The governor was asked when the General Assembly will be in session.
He reminded reporters that the Legislature is considered an essential service and it’s up to the legislative leaders.
“We need to make sure that all the people who work at the Capitol as well as the legislators are safe,” he said.
Pritzker also said he would consider a “GI Bill” for frontline workers for college tuition, like Michigan reportedly plans to offer. Has said he would like to find some kind of “combat pay” benefit for those who have been at the forefront of this.
The governor was asked about his wife and whether she had traveled to Florida.
“In politics, it used to be that we kept our families out of it,” Pritzker said. He declined to answer calling it “reprehensible.”
On the issue of downstate interests, the governor said he is in regular communication with downstate lawmakers and officials, welcomed letters from Central Illinois mayors about how to restart the economy and is targeting resources to address problem areas such as East St. Louis, which is just across the river from a national hotspot, and people obviously can commute back and forth.
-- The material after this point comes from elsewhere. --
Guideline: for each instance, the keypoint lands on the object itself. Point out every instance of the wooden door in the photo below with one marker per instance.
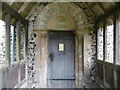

The governor was also asked about a gun issue circulating on social media. The claim is that the concealed carry law makes it a crime to wear a mask and carry a gun. Now the governor is ordering people to wear a mask. Isn’t that making felons out of anyone otherwise legally carrying a concealed weapon?
Pritzker said state police are setting guidelines so that it would not be a crime to wear a COVID-19 mask and have a concealed weapon.